CS231n -- assignment2 Convolutional Network

经过前面对CNN的直观上的理解和公式的推导,我们也可以完成手写CNN的工作了,写完成就感MAX。

reference:   CNN反向传播推导deeplearning.ai CNNCS231n note

1.conv_forward_naive

首先根据题目中给出的信息,确定卷积核尺寸(数量、通道、高、宽)

N, C, H, W = x.shape
F, C, HH, WW = w.shape

(1)算出输出尺寸(直接按公式来写)

H_out = int(1 + (H + 2 * pad - HH) / stride)
W_out = int(1 + (W + 2 * pad - WW) / stride)
out = np.zeros((N, F, H_out, W_out))

(2)zero padding

    """
    np.pad(array, pad_width, mode)
    @-array: 要填充的数组
    @-pad_width: 表示每个轴(axis)边缘需要填充的数值数目。
    参数输入方式为:((before_1, after_1),...(before_N, after_N)),其中(before_1,after_1)表示第一轴两边缘分别填充before_1个和after_1个数值。
    @-mode: 表示填充的方式
      填充方式:
      'constant'--- 表示连续填充相同的值,每个轴可以分别指定填充值,constant_values=(x, y)时前面用x填充,后面用y填充,缺省值充0
    """
    x_pad = np.pad(x, ((0, 0), (0, 0), (pad, pad), (pad, pad)), mode='constant', constant_values=0)

(3)卷积操作

 在每个通道上,按照stride移动卷积核与对应区域进行点乘,然后求和

    (x, w, b, conv_param) = cache
    stride, pad = conv_param['stride'],conv_param['pad']
    N, C, H, W = x.shape
    F, C, HH, WW = w.shape
    
    H_out = int(1 + (H + 2 * pad - HH) / stride)
    W_out = int(1 + (W + 2 * pad - WW) / stride)
    out = np.zeros((N, F, H_out, W_out))

获得对应区域:

x_pad_mask = x_pad[:, :, i*stride:i*stride+HH, j*stride:j*stride+WW] #(:, :, HH. WW)

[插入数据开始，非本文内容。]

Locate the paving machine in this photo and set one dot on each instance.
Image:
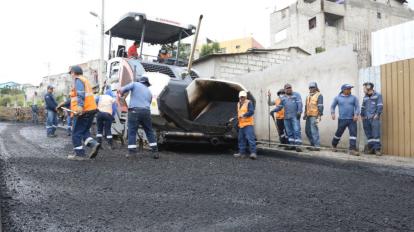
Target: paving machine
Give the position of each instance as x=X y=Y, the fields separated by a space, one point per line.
x=185 y=108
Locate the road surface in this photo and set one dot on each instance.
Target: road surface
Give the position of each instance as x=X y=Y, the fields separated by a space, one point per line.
x=192 y=191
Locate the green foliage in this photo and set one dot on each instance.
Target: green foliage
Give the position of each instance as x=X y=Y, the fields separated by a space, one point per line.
x=208 y=49
x=9 y=91
x=5 y=100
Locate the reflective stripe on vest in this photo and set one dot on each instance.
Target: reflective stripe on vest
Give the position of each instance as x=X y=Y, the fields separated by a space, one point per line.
x=312 y=105
x=89 y=102
x=281 y=113
x=243 y=122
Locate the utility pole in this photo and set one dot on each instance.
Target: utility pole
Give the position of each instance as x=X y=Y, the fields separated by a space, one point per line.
x=101 y=75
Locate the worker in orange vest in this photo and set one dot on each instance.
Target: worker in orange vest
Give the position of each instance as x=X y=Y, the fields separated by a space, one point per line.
x=279 y=116
x=84 y=108
x=245 y=112
x=133 y=50
x=313 y=114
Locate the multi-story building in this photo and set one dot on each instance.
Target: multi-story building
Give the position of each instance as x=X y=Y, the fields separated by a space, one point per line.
x=317 y=25
x=240 y=45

注意我们求和是在(C, H, W)上进行,所以axis=(1, 2, 3)

for k in range(F):
  #卷积
  out[:, k, i, j] = np.sum(x_pad_mask * w[k, :, :, :], axis=(1,2,3))

最后加上偏置项:

out += b[None, :, None, None]#None相当于 numpy.newaxis,将bias改为与输出同维度数,然后broadcast

2.conv_backward_naive

首先还是得到各种尺寸信息:

(x, w, b, conv_param) = cache
stride, pad = conv_param['stride'],conv_param['pad']
N, C, H, W = x.shape
F, C, HH, WW = w.shape
    
H_out = int(1 + (H + 2 * pad - HH) / stride)
W_out = int(1 + (W + 2 * pad - WW) / stride)
out = np.zeros((N, F, H_out, W_out))

db

db最好求,还是对dout求和进行,注意尺寸一致即可:

#db 注意db与b的形状一致,求和就好
#b为(F,)
db = np.sum(dout, axis=(0,2,3))

dx

在上一篇中我们已经推导出dx与dw的计算公式

dx为dout在padding后与旋转180°的卷积核进行卷积,注意尺寸

x_padded_mask = x_pad[:, :, i*stride:i*stride+HH, j*stride:j*stride+WW] #(:, :, HH, WW)
for n in range(N):
                dx_pad[n, :, i*stride:i*stride+HH, j*stride:j*stride+WW] += np.sum((dout[n, : , i, j])[:, None, None, None] * w, axis=0)

最后将dx周围的pad去掉

dx = dx_pad[:,:,pad:-pad,pad:-pad]

dw

由推导得,dw为dout与x对应区域进行卷积

for k in range(F):
    dw[k, :, :, :] += np.sum((dout[:, k , i, j])[:, None, None, None] * x_padded_mask, axis=0)

3.max_pool_forward_naive

取得尺寸数据与确定输出尺寸大小:

  pool_height, pool_width, stride = pool_param['pool_height'], pool_param['pool_width'], pool_param['stride']
  N, C, H, W = x.shape
  #shape of out
  H_out = int(1 + (H - pool_height) / stride)
  W_out = int(1 + (W - pool_width) / stride)
  out = np.zeros((N, C, H_out, W_out))

选择对应pooling区域中max值

    for i in range(H_out):
        for j in range(W_out):
	    #stride
            x_padded_mask = x[:, :, i*stride:i*stride+pool_height, j*stride:j*stride+pool_width] #(:, :, HH, WW)
	    #find max
            out[:, :, i, j] = np.max(x_padded_mask, axis=(2,3))

4.max_pool_backward_naive

依旧是获取并计算尺寸相关;获取最大值位置,该位置有最大值为1,否则为0,接下来得反向传播与RELU类似。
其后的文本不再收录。